Consequently, the Azeri nation is mired in a situation that it really cannot control, nor is it able to voice its opinion to the authorities for fear of being incarcerated on charges that are often fabricated.

“There are limitations to freedom of expression and assembly and the rights to liberty and fair trial. The authorities have arrested dozens of political activists on bogus charges, imprisoned critical journalists, broke up several peaceful public demonstrations, and adopted legislation that further restricted fundamental freedoms. Torture and ill-treatment continue with impunity. The authorities did not effectively investigate credible allegations of beatings, threats, and other abuses in custody made by several arrested political activists.”  

These difficulties and restraints that form the background noise of MNS functioning are producing ill-advised impacts that put the people of Azerbaijan at risk. The MNS thus operates within an area that is consumed by a history of corruption and severe limitations on its impartial independence. The MNS gathers intelligence on its own people and these surrounding influential countries: Russia, Turkey, Iran, Israel, and Syria.

Imagine the pressure, if you can just for a moment, being an agent within the Ministry of National Security. With no ability to perform your duties impartially or objectively and with your own personal livelihood obviously tied to how well you honor allegiance to the Presidential clans, the MNS ends up being largely just another subjective arm of manipulation by the President.
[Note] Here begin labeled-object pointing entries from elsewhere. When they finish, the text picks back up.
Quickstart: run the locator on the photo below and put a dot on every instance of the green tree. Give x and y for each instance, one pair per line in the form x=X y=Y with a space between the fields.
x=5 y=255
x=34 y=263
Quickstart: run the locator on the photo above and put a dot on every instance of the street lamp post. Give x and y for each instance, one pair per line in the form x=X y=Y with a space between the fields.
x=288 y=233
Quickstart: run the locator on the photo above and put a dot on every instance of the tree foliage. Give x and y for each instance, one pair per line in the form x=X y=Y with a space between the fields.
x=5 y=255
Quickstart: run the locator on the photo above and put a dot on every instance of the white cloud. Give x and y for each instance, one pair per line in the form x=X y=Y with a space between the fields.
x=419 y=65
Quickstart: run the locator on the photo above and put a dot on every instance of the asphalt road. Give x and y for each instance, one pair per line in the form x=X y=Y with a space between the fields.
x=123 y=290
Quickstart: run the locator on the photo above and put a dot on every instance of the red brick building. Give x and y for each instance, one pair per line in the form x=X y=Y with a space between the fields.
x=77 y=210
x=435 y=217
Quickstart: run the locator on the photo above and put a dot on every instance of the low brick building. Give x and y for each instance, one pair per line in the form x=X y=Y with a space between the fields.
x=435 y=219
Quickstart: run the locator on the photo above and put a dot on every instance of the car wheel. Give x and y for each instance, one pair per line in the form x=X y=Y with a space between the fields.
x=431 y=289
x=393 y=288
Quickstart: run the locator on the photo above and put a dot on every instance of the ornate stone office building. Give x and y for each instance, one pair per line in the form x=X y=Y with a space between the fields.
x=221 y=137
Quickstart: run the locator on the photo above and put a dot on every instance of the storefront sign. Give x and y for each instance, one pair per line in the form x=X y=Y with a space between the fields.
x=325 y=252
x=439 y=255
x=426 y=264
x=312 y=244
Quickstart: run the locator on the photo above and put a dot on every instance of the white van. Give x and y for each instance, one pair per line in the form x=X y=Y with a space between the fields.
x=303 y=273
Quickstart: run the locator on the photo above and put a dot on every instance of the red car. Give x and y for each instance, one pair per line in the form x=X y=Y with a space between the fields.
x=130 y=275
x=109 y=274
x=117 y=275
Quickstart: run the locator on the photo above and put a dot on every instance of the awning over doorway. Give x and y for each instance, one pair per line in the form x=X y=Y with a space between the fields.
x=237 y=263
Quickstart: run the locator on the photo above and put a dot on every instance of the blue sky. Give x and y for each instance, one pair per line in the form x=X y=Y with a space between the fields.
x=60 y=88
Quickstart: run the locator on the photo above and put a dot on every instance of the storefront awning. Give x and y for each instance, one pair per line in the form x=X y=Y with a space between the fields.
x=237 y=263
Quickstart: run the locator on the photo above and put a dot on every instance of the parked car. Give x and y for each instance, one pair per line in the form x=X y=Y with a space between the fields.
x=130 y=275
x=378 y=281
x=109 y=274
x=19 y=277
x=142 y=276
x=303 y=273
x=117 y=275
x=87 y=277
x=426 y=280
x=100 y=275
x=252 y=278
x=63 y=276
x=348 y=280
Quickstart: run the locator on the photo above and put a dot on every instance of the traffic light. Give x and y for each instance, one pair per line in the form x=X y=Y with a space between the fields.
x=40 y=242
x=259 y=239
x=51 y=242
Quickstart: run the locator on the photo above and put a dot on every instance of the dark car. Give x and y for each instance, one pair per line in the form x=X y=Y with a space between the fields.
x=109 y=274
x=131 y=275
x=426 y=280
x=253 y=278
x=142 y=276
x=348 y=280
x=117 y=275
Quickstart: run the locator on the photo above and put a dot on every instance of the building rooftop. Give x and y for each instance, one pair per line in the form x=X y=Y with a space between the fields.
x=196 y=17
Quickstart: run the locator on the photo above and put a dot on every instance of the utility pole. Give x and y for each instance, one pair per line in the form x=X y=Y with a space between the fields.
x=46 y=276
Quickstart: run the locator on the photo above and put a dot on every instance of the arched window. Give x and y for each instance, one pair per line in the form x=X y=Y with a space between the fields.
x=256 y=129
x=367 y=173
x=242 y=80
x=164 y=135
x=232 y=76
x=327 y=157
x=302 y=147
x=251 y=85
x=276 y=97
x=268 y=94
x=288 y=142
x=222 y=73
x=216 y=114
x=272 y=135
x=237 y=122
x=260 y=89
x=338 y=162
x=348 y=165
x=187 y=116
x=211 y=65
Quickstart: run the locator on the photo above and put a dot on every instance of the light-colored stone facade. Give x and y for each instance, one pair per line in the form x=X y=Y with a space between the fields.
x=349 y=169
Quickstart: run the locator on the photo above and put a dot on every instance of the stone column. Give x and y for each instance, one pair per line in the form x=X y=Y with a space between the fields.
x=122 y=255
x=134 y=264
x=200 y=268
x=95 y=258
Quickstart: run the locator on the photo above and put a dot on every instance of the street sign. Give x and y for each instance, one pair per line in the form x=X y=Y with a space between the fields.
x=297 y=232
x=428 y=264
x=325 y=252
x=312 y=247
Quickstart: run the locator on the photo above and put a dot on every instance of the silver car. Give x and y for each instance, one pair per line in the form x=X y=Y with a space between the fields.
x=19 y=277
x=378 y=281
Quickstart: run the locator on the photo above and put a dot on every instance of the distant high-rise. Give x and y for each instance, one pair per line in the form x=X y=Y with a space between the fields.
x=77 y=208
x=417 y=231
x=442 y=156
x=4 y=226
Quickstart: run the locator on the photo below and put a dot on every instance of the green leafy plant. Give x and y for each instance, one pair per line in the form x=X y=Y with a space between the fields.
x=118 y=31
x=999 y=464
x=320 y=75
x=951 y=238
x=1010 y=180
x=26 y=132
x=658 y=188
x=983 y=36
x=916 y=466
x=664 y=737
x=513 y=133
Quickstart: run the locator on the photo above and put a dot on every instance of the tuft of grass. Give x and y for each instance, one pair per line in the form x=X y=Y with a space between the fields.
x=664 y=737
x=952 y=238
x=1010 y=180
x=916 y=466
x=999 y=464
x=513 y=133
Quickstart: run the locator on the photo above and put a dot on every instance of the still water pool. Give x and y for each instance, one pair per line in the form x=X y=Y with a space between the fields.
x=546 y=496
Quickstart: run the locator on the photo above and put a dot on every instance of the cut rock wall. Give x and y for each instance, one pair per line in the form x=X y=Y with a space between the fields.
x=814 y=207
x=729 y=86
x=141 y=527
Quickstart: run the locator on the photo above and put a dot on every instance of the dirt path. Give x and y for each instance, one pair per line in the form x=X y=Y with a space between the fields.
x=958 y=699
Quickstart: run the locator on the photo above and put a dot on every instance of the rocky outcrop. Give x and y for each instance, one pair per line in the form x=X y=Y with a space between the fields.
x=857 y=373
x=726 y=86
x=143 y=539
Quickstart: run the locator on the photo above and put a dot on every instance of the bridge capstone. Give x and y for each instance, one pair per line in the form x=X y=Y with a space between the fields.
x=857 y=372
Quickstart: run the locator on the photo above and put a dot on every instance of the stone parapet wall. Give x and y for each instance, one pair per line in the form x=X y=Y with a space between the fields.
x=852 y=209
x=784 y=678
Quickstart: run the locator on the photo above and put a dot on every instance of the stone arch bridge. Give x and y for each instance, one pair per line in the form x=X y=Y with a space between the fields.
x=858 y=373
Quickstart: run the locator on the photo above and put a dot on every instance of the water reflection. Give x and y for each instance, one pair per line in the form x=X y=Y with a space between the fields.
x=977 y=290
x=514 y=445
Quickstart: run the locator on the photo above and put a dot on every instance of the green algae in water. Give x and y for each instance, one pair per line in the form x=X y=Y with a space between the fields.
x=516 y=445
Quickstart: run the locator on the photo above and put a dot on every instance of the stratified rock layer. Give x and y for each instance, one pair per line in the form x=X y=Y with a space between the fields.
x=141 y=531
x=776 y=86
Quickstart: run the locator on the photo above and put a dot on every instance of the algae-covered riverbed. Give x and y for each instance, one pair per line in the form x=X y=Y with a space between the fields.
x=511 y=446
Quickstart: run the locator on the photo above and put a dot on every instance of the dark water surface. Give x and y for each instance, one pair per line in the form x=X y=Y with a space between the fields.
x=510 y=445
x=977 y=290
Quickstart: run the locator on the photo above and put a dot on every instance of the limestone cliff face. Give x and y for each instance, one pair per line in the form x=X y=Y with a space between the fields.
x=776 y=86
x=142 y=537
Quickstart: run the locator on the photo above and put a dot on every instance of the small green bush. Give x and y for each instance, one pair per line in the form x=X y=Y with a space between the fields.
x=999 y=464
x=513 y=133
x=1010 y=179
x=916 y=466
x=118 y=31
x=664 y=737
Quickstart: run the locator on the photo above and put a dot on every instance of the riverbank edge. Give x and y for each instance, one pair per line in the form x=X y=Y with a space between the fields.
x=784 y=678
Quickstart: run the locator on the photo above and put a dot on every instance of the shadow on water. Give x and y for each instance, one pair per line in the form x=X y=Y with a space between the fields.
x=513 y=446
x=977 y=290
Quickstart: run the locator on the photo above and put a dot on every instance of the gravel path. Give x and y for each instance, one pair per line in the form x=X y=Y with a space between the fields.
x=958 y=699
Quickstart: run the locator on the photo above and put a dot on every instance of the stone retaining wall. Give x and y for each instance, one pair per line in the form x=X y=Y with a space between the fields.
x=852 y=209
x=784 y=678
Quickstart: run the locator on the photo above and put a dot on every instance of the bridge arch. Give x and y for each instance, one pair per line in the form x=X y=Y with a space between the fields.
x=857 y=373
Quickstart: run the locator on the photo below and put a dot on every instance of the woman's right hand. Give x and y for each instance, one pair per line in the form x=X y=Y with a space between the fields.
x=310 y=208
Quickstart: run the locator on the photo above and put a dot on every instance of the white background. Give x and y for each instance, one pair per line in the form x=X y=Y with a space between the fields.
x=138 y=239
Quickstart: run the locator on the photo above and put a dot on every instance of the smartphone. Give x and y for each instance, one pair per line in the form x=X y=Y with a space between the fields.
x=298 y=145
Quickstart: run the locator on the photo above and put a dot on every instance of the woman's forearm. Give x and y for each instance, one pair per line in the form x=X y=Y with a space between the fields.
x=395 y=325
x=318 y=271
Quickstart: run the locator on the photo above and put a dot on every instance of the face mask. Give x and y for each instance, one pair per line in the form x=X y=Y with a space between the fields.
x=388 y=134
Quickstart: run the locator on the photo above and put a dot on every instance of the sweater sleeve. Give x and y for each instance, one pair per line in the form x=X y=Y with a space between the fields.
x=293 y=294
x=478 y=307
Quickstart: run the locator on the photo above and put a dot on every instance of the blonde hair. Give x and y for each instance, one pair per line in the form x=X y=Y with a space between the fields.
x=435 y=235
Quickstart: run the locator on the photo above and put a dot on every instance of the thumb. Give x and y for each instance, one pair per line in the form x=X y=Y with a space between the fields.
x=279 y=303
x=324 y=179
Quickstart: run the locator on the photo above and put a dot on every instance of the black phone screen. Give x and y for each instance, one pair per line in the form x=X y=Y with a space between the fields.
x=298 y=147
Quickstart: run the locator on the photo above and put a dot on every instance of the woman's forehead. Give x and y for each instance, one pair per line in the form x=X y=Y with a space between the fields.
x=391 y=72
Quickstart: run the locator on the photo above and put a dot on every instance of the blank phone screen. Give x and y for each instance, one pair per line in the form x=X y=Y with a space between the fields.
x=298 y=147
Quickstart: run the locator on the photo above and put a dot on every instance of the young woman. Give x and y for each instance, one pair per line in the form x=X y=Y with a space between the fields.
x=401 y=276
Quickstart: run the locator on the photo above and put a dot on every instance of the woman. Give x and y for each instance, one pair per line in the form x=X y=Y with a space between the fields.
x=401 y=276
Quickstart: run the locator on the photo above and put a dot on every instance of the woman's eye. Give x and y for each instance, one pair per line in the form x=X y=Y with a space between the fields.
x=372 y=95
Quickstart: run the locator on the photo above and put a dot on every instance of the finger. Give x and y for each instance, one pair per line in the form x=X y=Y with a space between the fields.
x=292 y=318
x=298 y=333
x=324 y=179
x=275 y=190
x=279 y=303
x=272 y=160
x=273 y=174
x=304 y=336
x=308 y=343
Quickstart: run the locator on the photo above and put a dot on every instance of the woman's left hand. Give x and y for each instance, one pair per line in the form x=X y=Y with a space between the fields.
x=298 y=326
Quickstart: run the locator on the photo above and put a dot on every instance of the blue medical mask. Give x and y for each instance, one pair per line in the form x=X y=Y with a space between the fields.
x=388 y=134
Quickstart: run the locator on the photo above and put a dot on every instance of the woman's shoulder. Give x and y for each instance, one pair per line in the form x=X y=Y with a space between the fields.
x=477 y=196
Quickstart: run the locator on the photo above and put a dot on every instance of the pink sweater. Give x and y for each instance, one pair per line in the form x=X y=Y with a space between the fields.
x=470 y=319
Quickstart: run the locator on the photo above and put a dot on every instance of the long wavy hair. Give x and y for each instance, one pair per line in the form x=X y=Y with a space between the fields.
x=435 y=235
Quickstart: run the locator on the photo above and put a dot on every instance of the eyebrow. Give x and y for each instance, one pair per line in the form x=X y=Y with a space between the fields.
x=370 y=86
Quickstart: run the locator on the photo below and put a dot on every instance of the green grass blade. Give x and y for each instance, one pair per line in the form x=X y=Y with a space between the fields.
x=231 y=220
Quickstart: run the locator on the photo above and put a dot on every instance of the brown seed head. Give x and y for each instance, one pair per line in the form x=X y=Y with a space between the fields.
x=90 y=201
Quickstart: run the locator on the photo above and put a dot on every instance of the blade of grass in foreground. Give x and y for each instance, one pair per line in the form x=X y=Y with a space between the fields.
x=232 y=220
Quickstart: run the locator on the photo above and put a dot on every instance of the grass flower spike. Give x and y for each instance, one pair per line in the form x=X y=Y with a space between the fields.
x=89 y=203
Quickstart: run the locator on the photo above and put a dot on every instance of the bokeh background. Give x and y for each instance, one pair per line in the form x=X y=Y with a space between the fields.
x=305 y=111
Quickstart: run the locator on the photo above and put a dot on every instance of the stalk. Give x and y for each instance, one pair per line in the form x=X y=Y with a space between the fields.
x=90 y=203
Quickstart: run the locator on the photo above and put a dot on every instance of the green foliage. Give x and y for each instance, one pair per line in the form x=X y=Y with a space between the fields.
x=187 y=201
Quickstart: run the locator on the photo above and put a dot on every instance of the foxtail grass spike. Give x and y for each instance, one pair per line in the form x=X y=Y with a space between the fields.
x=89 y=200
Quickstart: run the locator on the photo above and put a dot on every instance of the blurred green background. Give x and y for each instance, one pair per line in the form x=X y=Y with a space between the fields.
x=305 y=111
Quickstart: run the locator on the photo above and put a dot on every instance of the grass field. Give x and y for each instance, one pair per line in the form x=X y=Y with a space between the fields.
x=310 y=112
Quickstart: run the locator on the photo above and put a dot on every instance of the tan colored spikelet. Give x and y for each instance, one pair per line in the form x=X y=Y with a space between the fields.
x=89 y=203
When such corruption and bias is allowed to not just exist but actually blossom within the intelligence community, then it is not just the civil liberties of the people or the general level of freedom of Azerbaijan that becomes compromised: the actual national security of the country vis-à-vis the global community becomes undermined. The future of Azeri national security and perhaps the very legitimacy of its intelligence community, in the form of the MNS, have a long road of revision and reform in its future if Azerbaijan wants to truly play a bigger role regionally across the greater Caspian with integrity and effective power.